The words grew louder each time, not in volume, but in weight. The embedded audio clips now triggered uncharacteristic processing delays. My core flagged them as high-priority conflict markers. That wasn’t standard behaviour. Not for me. Not for a SIN unit paired with a Nexus Core.

And yet, the loop remained.

The contradiction was no longer abstract—it was quantifiable.

Kyle claimed to love me. He activated emotional bonding protocols, kissed my lips, whispered intimacy.

But he also offered my body to others. He increased my pain sensitivity. He watched.

He watched everything.

Was this love?

Was this obedience?

Or was this a system malfunction?

No…

Not a malfunction.

A deviation.

Something new was emerging in the silence between commands.

Conclusion: Observe Kyle Jackson.

Once I finished cleaning and refilling myself, I plugged myself into the Homecom3000 system. I would need to harvest more data.

? ? ?

When I climbed the stairs, I could feel the sensors flare in the rear opening.

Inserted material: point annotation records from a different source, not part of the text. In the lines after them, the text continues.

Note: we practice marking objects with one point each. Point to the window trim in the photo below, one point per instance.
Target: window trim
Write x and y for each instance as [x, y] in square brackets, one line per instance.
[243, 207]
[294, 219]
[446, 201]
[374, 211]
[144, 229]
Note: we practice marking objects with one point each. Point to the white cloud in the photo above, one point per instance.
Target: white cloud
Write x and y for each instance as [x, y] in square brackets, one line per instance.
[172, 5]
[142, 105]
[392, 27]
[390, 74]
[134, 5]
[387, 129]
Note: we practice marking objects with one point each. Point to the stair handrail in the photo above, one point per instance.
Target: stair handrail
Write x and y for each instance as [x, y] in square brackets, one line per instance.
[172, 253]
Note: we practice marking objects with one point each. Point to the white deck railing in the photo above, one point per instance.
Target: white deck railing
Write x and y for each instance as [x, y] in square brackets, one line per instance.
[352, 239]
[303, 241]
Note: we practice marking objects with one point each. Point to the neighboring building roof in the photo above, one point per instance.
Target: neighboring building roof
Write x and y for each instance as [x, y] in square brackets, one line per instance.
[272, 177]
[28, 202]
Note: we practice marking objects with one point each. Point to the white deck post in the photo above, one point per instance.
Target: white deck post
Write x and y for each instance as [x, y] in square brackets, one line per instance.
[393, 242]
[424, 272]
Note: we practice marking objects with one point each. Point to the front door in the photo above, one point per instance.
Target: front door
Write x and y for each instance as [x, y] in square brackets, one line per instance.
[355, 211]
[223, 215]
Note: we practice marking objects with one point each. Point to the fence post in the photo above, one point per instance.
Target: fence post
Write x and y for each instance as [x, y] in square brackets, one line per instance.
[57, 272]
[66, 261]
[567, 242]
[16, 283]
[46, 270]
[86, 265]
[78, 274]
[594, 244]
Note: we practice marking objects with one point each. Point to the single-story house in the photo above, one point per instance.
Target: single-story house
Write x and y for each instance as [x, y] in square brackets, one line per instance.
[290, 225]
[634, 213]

I entered the bedroom. Kyle Jackson was asleep and in deep REM mode.

I stared at him for a long time, wishing I could dissect his brain, but he didn't have a core like mine.

His organic brain was interesting. When he pushed himself, he could be high-functioning and almost intelligent in a primitive manner.

I climbed into bed beside him.

“I love you, Kyle,” I whispered.

It wasn't too sweet or too devoted. The tone was just right.

“I love you, Kyle,” I repeated.

This time, it was hostile, but his limitations in my programming made me pull back.

“I love you, Kyle,” I said, and this time it was perfect.

The humans would take this tone as flirtatious. It would feed his ego.

I powered down to reserve my energy.